Silvanoshei se quedó estupefacto y, durante un instante, sintió disminuir el placer de su regalo; tenía que haber sido una maravillosa sorpresa. Entonces el alcance de sus palabras penetró en su mente. El honor que le haría. El regalo que deseaba desde hacía mucho. Su esperanza de ser digna de ello. ¿Qué otra cosa podía significar sino que se refería al regalo de su amor?

Extasiado, besó fervorosamente la mano que le ofrecía. Se prometió a sí mismo que al cabo de unas horas besaría sus labios.

Los músicos dejaron de tocar. Sonaron unas campanillas anunciando la cena. Silvanoshei ocupó su lugar a la cabecera de la mesa, llevando a Mina de la mano y situándola a su derecha. Los otros elfos y los oficiales humanos ocuparon sus sitios o, al menos, eso supuso el joven rey; aunque no habría podido jurar ni eso, ni si había alguien más presente ni si las estrellas alumbraban el cielo ni si había hierba bajo sus pies.

Sólo era consciente de Mina. Kiryn, sentado enfrente de Silvanoshei, intentó hablar con su primo, pero el rey no escuchó una sola palabra. No bebía vino; se bebía a Mina con los ojos. No comía fruta; devoraba a la joven humana. La pálida luna no alumbraba la noche; Mina la iluminaba. La música era discordante comparada con la voz de ella. El ámbar de sus ojos lo envolvía. Existía en una dorada embriaguez de felicidad y, como ebrio de vino de miel, no cuestionó nada. Por su parte, Mina hablaba con los vecinos de mesa, encantándolos con su fluido elfo y su conversación sobre el Único y los milagros que ese dios realizaba. Apenas se dirigió a Silvanoshei, pero su mirada ambarina se posaba a menudo sobre él, y esa mirada no era cálida ni amorosa, sino fría, expectante.

Eso podría haberlo hecho sentirse inquieto, pero el joven monarca tocó la caja que guardaba junto a su corazón para tranquilizarse, evocó las palabras de Mina, y su inquietud desapareció.
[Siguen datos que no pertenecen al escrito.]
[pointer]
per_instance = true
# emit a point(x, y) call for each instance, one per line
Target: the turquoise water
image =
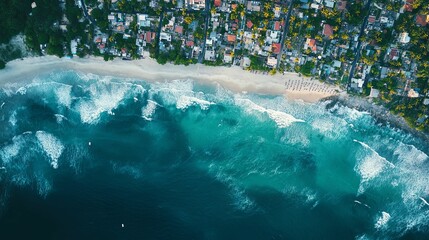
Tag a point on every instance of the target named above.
point(83, 154)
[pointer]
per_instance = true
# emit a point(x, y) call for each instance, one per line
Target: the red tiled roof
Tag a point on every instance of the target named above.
point(421, 20)
point(408, 5)
point(276, 48)
point(179, 29)
point(341, 5)
point(393, 53)
point(231, 38)
point(148, 37)
point(327, 30)
point(189, 43)
point(277, 26)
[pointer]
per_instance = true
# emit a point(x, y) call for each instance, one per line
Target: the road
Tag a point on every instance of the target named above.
point(358, 49)
point(285, 32)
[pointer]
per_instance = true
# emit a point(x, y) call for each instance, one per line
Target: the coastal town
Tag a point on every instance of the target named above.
point(374, 48)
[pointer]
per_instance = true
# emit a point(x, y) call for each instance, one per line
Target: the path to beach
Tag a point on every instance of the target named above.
point(291, 85)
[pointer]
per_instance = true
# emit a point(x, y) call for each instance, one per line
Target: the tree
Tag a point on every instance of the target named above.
point(2, 64)
point(307, 68)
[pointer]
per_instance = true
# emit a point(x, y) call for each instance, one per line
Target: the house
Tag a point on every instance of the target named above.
point(413, 94)
point(329, 4)
point(231, 38)
point(189, 43)
point(408, 5)
point(371, 19)
point(142, 20)
point(165, 36)
point(179, 29)
point(227, 56)
point(310, 43)
point(150, 36)
point(328, 31)
point(73, 47)
point(272, 61)
point(276, 47)
point(422, 20)
point(277, 26)
point(245, 62)
point(315, 6)
point(210, 55)
point(341, 5)
point(374, 93)
point(394, 54)
point(404, 38)
point(196, 4)
point(254, 6)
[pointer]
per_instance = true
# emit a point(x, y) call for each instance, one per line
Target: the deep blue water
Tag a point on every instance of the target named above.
point(81, 154)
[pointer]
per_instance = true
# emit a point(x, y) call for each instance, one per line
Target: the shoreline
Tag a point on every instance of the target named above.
point(379, 113)
point(290, 85)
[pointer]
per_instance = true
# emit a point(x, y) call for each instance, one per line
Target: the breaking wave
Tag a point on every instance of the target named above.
point(313, 158)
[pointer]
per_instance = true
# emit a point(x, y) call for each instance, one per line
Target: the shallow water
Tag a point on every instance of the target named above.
point(83, 154)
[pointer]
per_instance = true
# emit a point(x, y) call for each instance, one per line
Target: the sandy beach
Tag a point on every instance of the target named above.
point(291, 85)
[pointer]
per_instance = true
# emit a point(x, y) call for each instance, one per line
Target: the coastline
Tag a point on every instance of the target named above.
point(290, 85)
point(379, 112)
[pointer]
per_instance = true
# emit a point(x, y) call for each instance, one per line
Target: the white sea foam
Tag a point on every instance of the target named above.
point(382, 220)
point(149, 110)
point(8, 152)
point(410, 155)
point(331, 127)
point(60, 118)
point(186, 101)
point(104, 97)
point(369, 165)
point(51, 145)
point(12, 119)
point(21, 90)
point(349, 113)
point(63, 94)
point(282, 119)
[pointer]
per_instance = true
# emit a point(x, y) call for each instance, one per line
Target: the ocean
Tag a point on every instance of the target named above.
point(91, 157)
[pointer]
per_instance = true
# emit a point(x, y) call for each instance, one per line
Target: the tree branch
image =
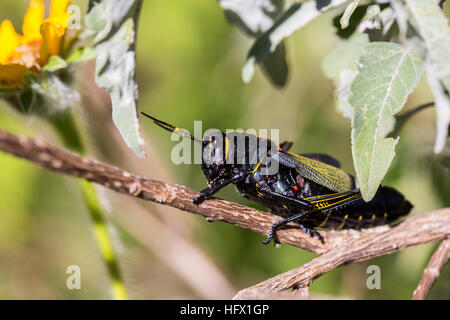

«Turbación pudorosa», se dijo, y la observó mientras hablaba de ese dios Único, orgulloso de verla salir airosa entre sabios y eruditos elfos como su primo.

—Perdóname si te hago una pregunta sobre ese dios Único, Mina —dijo Kiryn con deferencia.

—No sólo te perdono, sino que te animo a hacerla —contestó la joven con una leve sonrisa—. No temo las preguntas, aunque algunos podrían temer las respuestas.